Officer Sam Cartmill testified that he arrested Mr. Lyons after observing him kneel down and walk away from two vehicles parked in the vicinity of the incident. Officer Cartmill stated that his search of Mr. Lyons’ person revealed a Kansas identification bearing his name and listing his address as 3617 Southeast 7th Street. Officer Cartmill did not, however, find a gun. Later, Mr. Lyons explained to Detective Richard Voile that he had been returning to his grandmother’s house, which was one block away from where the attempted robbery took place, after playing video games with his cousin, who lived several blocks away. Detective Voile confirmed this story with Mr. Lyons’ cousin, albeit with some inconsistencies.

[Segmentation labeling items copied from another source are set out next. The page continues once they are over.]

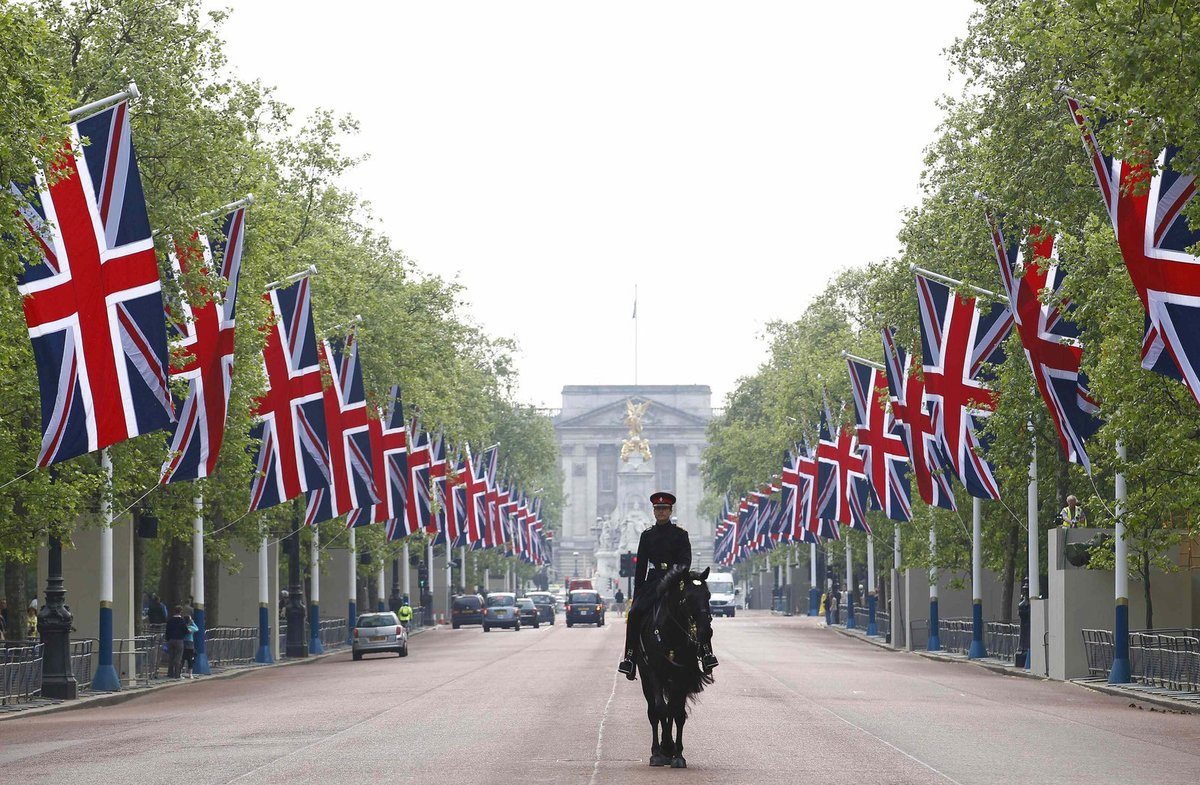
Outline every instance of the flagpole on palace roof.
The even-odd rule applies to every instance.
[[[128,86],[121,90],[120,92],[114,92],[108,97],[98,98],[96,101],[92,101],[91,103],[85,103],[77,109],[71,109],[71,112],[67,112],[67,116],[74,120],[86,114],[91,114],[92,112],[96,112],[98,109],[103,109],[104,107],[116,103],[119,101],[125,101],[126,98],[137,100],[140,97],[142,97],[142,91],[138,90],[137,83],[131,82]]]

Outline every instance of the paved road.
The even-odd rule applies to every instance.
[[[1200,771],[1198,715],[881,651],[815,619],[716,625],[688,771],[647,766],[641,689],[614,673],[624,628],[559,624],[438,630],[408,659],[343,653],[6,720],[0,783],[1190,785]]]

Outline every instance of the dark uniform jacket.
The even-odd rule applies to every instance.
[[[653,593],[659,580],[676,564],[691,569],[691,540],[674,523],[655,523],[642,532],[637,544],[637,574],[634,599],[641,605]]]

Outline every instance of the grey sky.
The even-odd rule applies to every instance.
[[[526,400],[634,380],[636,283],[637,380],[720,405],[767,322],[899,250],[972,7],[254,0],[224,30],[239,76],[359,119],[346,185],[520,342]]]

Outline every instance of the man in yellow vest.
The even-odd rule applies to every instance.
[[[1079,499],[1074,496],[1067,497],[1067,507],[1062,508],[1058,513],[1058,520],[1062,521],[1062,528],[1074,529],[1087,526],[1087,514],[1084,513],[1084,508],[1079,505]]]
[[[407,630],[413,621],[413,606],[408,604],[407,597],[404,598],[404,601],[401,604],[400,610],[396,611],[396,618],[400,619],[400,623],[403,624],[404,629]]]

This evidence was sufficient to sustain the district court’s finding that Mr. Lyons violated his probation by committing an attempted robbery. Mr. Cobler described the suspect as a six foot tall African-American male who was wearing all white. Mr. Lyons was wearing white pants and a white leather jacket when he *136 was arrested. Mr. Cobler picked up the fare at 3617 Southeast 7th Street, the same address listed as Mr. Lyons’ on his identification card. Although Mr. Cobler had not seen Mr. Lyons’ black stocking cap, black t-shirt, facial hair, or gold teeth, there is no indication that the fare had his jacket unzipped so as to reveal his t-shirt, and Mr. Cobler testified that the fare had a hood over his head and left hand shielding his face, which plausibly explains why Mr. Cobler did not see the stocking cap, facial hair, and gold teeth. Moreover, although Mr. Cobler was not 100 percent certain that Mr. Lyons was the man who tried to rob him, Mr. Lyons did match the general description given by Mr. Cobler. Additionally, Mr. Lyons was arrested within thirty minutes of the just one block south of where it occurred. Under these circumstances, and given the standard of proof, the district court’s finding that Mr. Lyons violated his probation by committing an attempted robbery was not clearly erroneous. The fact that Mr.